The university’s ‘Business Accelerator’ provides opportunities for local start-ups
Tomorrow, the Portland State Business Accelerator will host its annual Company Showcase from 4 to 7 p.m.
The event, which is open to students as well as the general public, offers attendees the chance to learn about the 23 local start-up companies taking part in Portland State’s business incubator program. It will take place at the PSBA facility, located between the Portland State campus and the South Waterfront at Southwest Corbett Avenue and Meade Street.
Chris Axtell, the PSBA associate program manager, describes the showcase as “a chance for the companies to tell their story, and for Portland to learn some of these stories. There’s a lot of negativity and disappointing stories about the economy, but things are chugging at full speed here. We’ve been busier and busier, our program is full, and we have a list of companies waiting to get in. When the economy goes down, entrepreneurs get working.”
The PSBA was launched in 2005 with the mission to accelerate the growth of young, local start-up companies, particularly those based in clean technology, bioscience and information technology. Those start-ups selected to participate in the program—referred to as “client companies”—are provided with access to university resources, such as connections with research, professors and student interns. The client companies are located in the university-owned building, which offers below-market rent for office space and state-of-the-art wet labs, helping the start-ups control operational costs.
Over its lifespan, PSBA companies have provided nearly 400 Portland State students with internships and capstone opportunities.
One company taking part in Wednesday’s showcase—information tech start-up WeoGeo—includes four PSU graduates among its thirteen full-time employees. The company, which works in the field of business intelligence and predictive analytics, moved to Portland after branching out from a Tampa-based research institute.
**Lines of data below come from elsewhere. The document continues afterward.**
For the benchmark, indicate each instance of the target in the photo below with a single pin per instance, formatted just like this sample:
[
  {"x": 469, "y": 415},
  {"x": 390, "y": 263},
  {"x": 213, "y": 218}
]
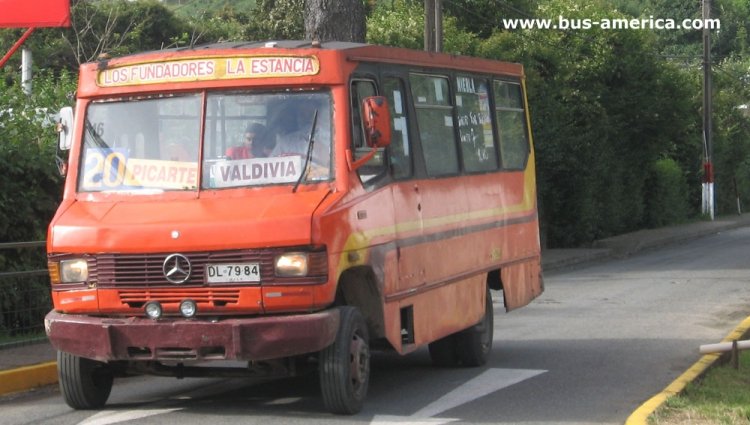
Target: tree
[
  {"x": 605, "y": 108},
  {"x": 340, "y": 20},
  {"x": 276, "y": 19}
]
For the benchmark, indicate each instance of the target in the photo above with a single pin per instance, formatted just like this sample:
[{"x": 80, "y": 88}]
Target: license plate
[{"x": 229, "y": 273}]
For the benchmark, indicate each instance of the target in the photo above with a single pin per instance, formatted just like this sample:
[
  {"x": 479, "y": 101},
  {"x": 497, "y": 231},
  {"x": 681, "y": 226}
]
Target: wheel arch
[{"x": 358, "y": 287}]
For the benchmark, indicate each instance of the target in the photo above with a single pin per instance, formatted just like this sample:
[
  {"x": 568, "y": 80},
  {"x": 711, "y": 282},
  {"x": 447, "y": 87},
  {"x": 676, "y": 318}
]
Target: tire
[
  {"x": 344, "y": 366},
  {"x": 470, "y": 347},
  {"x": 84, "y": 383},
  {"x": 473, "y": 345}
]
“We needed some technical talent that we couldn’t find in the Tampa Bay area,” said WeoGeo CEO Paul Bissett. “The West Coast seemed to be the best place for us to find that talent.”
One example is Adam Jones, a 2010 Portland State graduate in computer science.
“I started out working here on a fixed internship that we kept extending until it was time for me to graduate,” Jones said. “I just walked in one day and they said, ‘Hey, we need to talk about this, because we want you to keep doing this.’ So it rolled pretty much from an internship into a career.”
Bissett hopes the showcase will introduce more interested students to WeoGeo.
“We certainly want [students] to get excited about us, because we’re always looking for people,” Bissett said. “In fact, I think we have a couple openings and employment opportunities right now.”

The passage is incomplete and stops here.